The visitor economy supports around 50,000 people in employment in the city region yet is dogged by perceptions of low value, exploitative jobs.  The question then, is how we turn employment in this sector into higher quality with career opportunities, more security and better training. 

We also need to consider how people in this sector have their concerns heard, how and who represents them.

Brexit will mean an end to European structural funds, hugely important in the recent development of Liverpool City Region, so we must think about how we bend public expenditure to support social and economic impact.

We can increase the multiplier effect through local spending and hold social value creation at the centre of a strategy for the public sector.

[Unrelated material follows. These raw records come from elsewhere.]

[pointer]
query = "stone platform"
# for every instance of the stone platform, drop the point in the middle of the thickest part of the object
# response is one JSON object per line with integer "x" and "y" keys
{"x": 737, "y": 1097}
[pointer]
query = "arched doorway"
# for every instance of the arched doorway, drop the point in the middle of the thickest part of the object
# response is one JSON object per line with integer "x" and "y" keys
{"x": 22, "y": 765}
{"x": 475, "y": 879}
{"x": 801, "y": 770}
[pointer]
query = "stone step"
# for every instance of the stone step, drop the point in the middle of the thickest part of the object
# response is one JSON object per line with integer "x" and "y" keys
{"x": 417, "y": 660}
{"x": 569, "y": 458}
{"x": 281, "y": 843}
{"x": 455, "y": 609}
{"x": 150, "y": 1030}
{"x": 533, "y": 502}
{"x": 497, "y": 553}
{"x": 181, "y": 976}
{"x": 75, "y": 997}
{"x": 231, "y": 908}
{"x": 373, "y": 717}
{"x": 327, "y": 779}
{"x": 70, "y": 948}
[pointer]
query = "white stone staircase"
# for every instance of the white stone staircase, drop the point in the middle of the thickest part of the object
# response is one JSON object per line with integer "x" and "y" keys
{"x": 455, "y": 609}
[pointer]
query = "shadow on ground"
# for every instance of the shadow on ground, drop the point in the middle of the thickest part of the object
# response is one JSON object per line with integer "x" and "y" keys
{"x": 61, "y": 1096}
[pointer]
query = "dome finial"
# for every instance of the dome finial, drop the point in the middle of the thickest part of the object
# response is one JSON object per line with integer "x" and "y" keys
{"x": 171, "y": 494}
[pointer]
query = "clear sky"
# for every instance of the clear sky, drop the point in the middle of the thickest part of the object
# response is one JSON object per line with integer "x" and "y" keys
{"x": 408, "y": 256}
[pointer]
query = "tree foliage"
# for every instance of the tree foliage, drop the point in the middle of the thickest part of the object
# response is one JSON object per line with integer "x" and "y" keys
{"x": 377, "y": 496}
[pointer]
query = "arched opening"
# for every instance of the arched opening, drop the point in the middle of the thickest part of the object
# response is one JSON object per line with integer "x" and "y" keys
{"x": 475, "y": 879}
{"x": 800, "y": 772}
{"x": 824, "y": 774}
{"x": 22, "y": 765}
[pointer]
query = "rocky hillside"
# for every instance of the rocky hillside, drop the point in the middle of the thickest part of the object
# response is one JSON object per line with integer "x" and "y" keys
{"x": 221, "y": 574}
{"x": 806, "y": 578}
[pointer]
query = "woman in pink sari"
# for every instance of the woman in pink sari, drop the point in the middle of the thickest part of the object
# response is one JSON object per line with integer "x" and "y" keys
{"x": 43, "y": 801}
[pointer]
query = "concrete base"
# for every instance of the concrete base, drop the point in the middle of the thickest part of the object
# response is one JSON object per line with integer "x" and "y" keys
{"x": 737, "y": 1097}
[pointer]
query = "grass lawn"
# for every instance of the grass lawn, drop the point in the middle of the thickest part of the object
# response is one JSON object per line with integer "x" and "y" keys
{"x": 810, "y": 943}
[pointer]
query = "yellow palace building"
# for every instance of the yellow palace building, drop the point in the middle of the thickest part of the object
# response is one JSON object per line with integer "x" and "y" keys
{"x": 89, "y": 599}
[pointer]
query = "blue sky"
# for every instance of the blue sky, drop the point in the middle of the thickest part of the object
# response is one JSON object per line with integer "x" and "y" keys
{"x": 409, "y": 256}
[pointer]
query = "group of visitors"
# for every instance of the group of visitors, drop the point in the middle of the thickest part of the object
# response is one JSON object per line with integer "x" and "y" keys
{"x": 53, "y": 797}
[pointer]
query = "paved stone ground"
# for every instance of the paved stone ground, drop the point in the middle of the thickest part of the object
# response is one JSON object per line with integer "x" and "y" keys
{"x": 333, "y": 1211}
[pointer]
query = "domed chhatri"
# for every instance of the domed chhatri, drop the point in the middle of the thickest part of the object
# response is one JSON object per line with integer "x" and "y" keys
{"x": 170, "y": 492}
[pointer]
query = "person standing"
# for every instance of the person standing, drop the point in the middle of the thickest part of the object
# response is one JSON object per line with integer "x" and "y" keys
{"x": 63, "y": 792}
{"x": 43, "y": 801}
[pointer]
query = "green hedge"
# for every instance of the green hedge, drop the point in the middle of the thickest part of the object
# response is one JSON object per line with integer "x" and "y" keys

In the short term, devolution provides us with an opportunity to think much more strategically about the city region.  The creation of the Fairness and Social Justice Advisory Board should help to consider aspects of local economic development, such as fair employment. 

The Skills Commission can help to eradicate low value-added training regimes and address the challenges facing sectors such as the visitor economy.  By appointing a lead person for inclusive growth and social value within the Combined Authority, we’ve sent a clear message about what type of local economy we want. 

As the second devolution deal is negotiated, it’s important to reinforce aspects of democracy and to be careful with devolved fiscal responsibility. 

Yet the overall environment is set by central government and they too need to commit to addressing regional inequality.  They can help achieve this by ending austerity and employment insecurity, and carefully managing the instability caused by Brexit.